In a statement on Friday, Sogavare’s office said the Pacific Islands nation was broadening its security partnerships, and the Chinese police will add to the existing Australia and New Zealand policing support of its 1500 officers.

“No one has a monopoly of knowledge,” it said.

Australia’s Foreign Minister Penny Wong said she had “conveyed Australia’s clear views on security in the Pacific” in a meeting with China’s top diplomat Wang Yi in Jakarta on Thursday night.

“Solomon Islands Government fails to see how the improvement of (Royal Solomon Islands Police Force) traffic control and management system in Honiara, provision of police equipment or the completion of the Forensic Autopsy Lab is a threat to the Pacific region peace and security,” said the statement from Sogavare’s office.

Riots in the capital Honiara in 2021 exposed gaps in the islands’ policing, it said.

Australian and New Zealand police deployed to Solomon Islands in response to the riots at Sogavare’s request, and previously led a decade-long international security force to maintain peace after the internal conflict.

In the week before his China visit, Sogavare announced Australia’s security treaty would be reviewed.

Solomon Islands Opposition Leader Matthew Wale said in a statement “policing is different in democracies than in communist countries and democracies must uphold human rights and due process”.

The issue was not China’s supply of security equipment, but the compatibility of Chinese and Pacific policing, said Meg Keen, director of the Lowy Institute’s Pacific Islands program.

“It is critical how the equipment is used, particularly guns and water cannons,” she said.

On his visit to Beijing this week, his first since striking a security pact with China last year, Sogavare pledged support for China’s Global Development Initiative and Global Security Initiative policy, which pair Chinese infrastructure investment and security.

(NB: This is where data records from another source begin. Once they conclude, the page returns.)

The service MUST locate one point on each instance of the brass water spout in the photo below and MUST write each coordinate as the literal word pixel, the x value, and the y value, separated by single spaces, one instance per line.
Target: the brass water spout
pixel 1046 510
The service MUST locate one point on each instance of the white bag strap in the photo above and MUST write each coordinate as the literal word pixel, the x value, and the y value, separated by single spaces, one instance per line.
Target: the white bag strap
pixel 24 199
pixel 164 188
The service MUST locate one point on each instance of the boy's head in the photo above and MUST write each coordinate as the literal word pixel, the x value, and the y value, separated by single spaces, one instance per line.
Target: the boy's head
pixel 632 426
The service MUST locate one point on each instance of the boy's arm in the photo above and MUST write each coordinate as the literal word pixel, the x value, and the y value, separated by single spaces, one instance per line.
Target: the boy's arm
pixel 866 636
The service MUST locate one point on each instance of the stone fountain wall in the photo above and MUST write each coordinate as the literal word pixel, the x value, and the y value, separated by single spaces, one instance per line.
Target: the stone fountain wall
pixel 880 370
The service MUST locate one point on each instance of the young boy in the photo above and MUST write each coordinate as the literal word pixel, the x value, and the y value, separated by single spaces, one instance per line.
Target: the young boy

Solomon Islands has a population of 700,000, across an archipelago that occupies a strategic position in the Pacific Islands, and was pivotal to the US move west across the Pacific to liberate the Philippines in World War II.

Tensions over Taiwan have raised concerns in Washington and Canberra over China’s naval ambitions in the region.

“Our fear is that in the near future China’s interest will clash with US influence and strategic interests in the region and we are right in the middle of it all,” opposition leader Wale added.